Noch in den letzten Monaten tauchte der Greis immer wieder in den
Schlagzeilen auf. Anfang Dezember wurde er zum dritten Mal wegen
Menschenrechtsverletzungen angeklagt und vorläufig unter Hausarrest
gestellt. Noch am 25. November, an seinem 91. Geburtstag, bekannte er sich
trotzig zur „politischen Verantwortung für all das, was getan wurde mit dem
einzigen Ziel, Chile groß zu machen und seinen Zerfall zu vermeiden“.
1915 in der Küstenstadt Valparaíso geboren, trat Pinochet als 17-Jähriger
in die dortige Militärschule ein. Mit Ende dreißig wurde er unter der
Regierung Videla Kommandant eines Lagers, in dem Anhänger der verbotenen
Kommunistischen Partei interniert waren. Dort traf er erstmals auf Salvador
Allende, der als Vertreter des Kongresses das Lager besuchte. Ab 1956
diente Pinochet als Chiles Militärattaché in Washington. Ab 1965 besuchte
er mehrfach Schulungen der U. S. Army, vermutlich stammen viele seiner
engen Verbindungen zu hochrangigen US-Militärs und der CIA aus dieser Zeit.
Im August 1973 ernannte ihn der Sozialist Salvador Allende, der 1970 die
Präsidentenwahl gewonnen hatte, zum Oberbefehlshaber des Heeres. Drei
Wochen später, am 11. September 1973, war es General Pinochet, der den
Putsch gegen den Präsidenten anführte.
Mehr als 3.000 Oppostionelle wurden in den Jahren der Diktatur ermordet,
oder sie „verschwanden“. 30.000 Menschen litten in den Folterzentralen der
Junta, hunderttausende Chilenen gingen ins Exil.
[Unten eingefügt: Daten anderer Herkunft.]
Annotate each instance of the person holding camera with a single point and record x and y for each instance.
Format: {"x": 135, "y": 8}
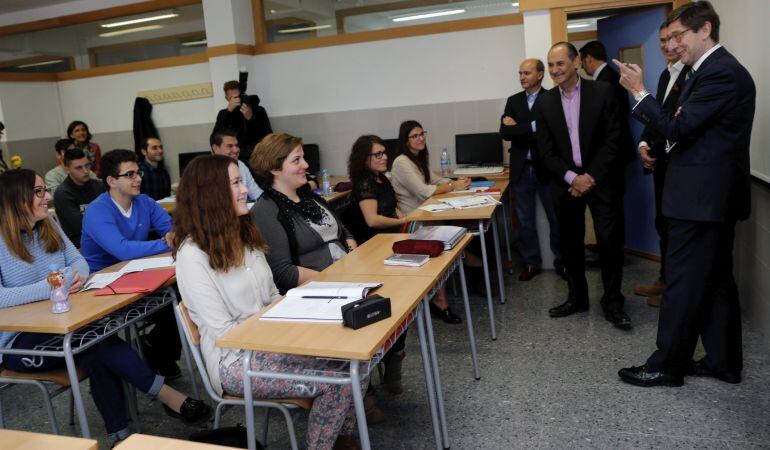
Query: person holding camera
{"x": 244, "y": 116}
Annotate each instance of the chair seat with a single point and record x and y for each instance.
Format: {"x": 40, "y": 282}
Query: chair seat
{"x": 304, "y": 403}
{"x": 58, "y": 376}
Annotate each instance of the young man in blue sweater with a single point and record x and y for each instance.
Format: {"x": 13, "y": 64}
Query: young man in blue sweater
{"x": 116, "y": 227}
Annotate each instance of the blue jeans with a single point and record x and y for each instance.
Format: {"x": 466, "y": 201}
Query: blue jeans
{"x": 107, "y": 364}
{"x": 527, "y": 187}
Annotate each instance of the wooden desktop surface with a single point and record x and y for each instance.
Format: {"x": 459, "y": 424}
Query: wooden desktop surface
{"x": 85, "y": 308}
{"x": 331, "y": 340}
{"x": 24, "y": 440}
{"x": 368, "y": 259}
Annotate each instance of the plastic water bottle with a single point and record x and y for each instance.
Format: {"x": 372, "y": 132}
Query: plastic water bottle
{"x": 445, "y": 163}
{"x": 326, "y": 186}
{"x": 59, "y": 294}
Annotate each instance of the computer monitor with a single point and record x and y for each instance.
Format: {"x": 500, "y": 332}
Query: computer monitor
{"x": 185, "y": 158}
{"x": 313, "y": 158}
{"x": 479, "y": 148}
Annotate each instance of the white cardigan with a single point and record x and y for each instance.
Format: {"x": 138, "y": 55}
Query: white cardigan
{"x": 218, "y": 301}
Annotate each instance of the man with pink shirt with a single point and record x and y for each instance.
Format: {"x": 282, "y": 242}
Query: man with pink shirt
{"x": 579, "y": 135}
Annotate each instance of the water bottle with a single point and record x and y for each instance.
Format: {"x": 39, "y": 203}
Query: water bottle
{"x": 326, "y": 184}
{"x": 59, "y": 294}
{"x": 445, "y": 163}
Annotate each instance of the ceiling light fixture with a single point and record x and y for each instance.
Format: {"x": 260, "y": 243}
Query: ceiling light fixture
{"x": 167, "y": 15}
{"x": 41, "y": 63}
{"x": 131, "y": 30}
{"x": 429, "y": 15}
{"x": 300, "y": 30}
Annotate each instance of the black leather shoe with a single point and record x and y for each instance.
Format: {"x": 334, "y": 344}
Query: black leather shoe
{"x": 618, "y": 318}
{"x": 639, "y": 376}
{"x": 192, "y": 411}
{"x": 529, "y": 272}
{"x": 444, "y": 314}
{"x": 701, "y": 369}
{"x": 568, "y": 308}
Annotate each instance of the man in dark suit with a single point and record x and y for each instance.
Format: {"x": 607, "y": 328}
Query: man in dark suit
{"x": 527, "y": 172}
{"x": 593, "y": 57}
{"x": 578, "y": 133}
{"x": 707, "y": 190}
{"x": 655, "y": 160}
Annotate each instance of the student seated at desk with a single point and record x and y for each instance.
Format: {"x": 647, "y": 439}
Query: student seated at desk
{"x": 304, "y": 233}
{"x": 116, "y": 227}
{"x": 224, "y": 279}
{"x": 31, "y": 242}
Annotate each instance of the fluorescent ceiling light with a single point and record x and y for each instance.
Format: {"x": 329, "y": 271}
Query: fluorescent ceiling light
{"x": 449, "y": 12}
{"x": 42, "y": 63}
{"x": 168, "y": 15}
{"x": 572, "y": 26}
{"x": 300, "y": 30}
{"x": 131, "y": 30}
{"x": 194, "y": 43}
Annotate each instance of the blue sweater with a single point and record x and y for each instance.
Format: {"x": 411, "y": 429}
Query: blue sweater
{"x": 22, "y": 282}
{"x": 109, "y": 237}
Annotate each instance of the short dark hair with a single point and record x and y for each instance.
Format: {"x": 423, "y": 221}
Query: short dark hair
{"x": 360, "y": 153}
{"x": 571, "y": 50}
{"x": 218, "y": 134}
{"x": 594, "y": 49}
{"x": 61, "y": 145}
{"x": 109, "y": 166}
{"x": 695, "y": 15}
{"x": 72, "y": 154}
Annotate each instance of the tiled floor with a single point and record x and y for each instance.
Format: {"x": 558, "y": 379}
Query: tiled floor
{"x": 546, "y": 383}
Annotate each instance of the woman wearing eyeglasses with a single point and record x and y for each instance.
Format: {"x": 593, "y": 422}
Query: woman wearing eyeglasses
{"x": 31, "y": 243}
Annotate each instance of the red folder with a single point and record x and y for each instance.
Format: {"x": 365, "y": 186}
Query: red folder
{"x": 135, "y": 282}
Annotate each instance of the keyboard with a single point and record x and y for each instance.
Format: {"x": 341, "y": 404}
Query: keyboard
{"x": 478, "y": 170}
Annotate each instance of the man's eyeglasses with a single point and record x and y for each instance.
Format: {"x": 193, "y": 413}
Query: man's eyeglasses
{"x": 41, "y": 191}
{"x": 377, "y": 155}
{"x": 131, "y": 174}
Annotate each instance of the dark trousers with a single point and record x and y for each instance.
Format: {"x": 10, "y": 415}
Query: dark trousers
{"x": 701, "y": 299}
{"x": 606, "y": 205}
{"x": 661, "y": 226}
{"x": 527, "y": 189}
{"x": 107, "y": 365}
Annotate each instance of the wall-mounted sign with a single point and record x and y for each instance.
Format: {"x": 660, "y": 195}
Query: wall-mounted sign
{"x": 178, "y": 93}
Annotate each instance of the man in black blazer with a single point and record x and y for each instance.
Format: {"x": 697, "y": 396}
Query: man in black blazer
{"x": 593, "y": 57}
{"x": 707, "y": 190}
{"x": 578, "y": 133}
{"x": 527, "y": 172}
{"x": 652, "y": 151}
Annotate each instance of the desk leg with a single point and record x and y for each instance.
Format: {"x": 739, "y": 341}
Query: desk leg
{"x": 469, "y": 322}
{"x": 428, "y": 375}
{"x": 496, "y": 239}
{"x": 487, "y": 284}
{"x": 436, "y": 375}
{"x": 358, "y": 402}
{"x": 75, "y": 386}
{"x": 248, "y": 398}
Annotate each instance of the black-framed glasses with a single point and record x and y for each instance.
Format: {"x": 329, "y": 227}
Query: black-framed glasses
{"x": 131, "y": 174}
{"x": 41, "y": 191}
{"x": 378, "y": 155}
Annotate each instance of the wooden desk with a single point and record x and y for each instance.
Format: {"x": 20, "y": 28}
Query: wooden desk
{"x": 145, "y": 442}
{"x": 23, "y": 440}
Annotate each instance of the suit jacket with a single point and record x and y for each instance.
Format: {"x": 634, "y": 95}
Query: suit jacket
{"x": 521, "y": 136}
{"x": 654, "y": 139}
{"x": 708, "y": 169}
{"x": 599, "y": 135}
{"x": 609, "y": 75}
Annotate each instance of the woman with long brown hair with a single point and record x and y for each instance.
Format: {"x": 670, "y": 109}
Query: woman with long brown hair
{"x": 31, "y": 243}
{"x": 224, "y": 279}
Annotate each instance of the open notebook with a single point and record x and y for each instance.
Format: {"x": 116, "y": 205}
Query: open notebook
{"x": 318, "y": 301}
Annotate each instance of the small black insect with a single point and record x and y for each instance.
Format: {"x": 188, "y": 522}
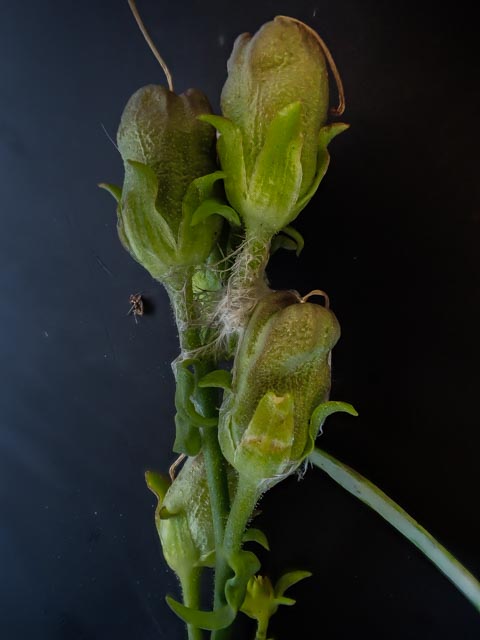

Zur gleichen Zeit wurde Chile zum weltweiten Vorreiter des Neoliberalismus:
Privatisierungen, Massenentlassungen, die Unterdrückung der Gewerkschaften
und Sozialabbau bescherten in- und ausländischen Unternehmen hohe Gewinne.
Die Wirtschaft boomte, die Kluft zwischen Arm und Reich wuchs.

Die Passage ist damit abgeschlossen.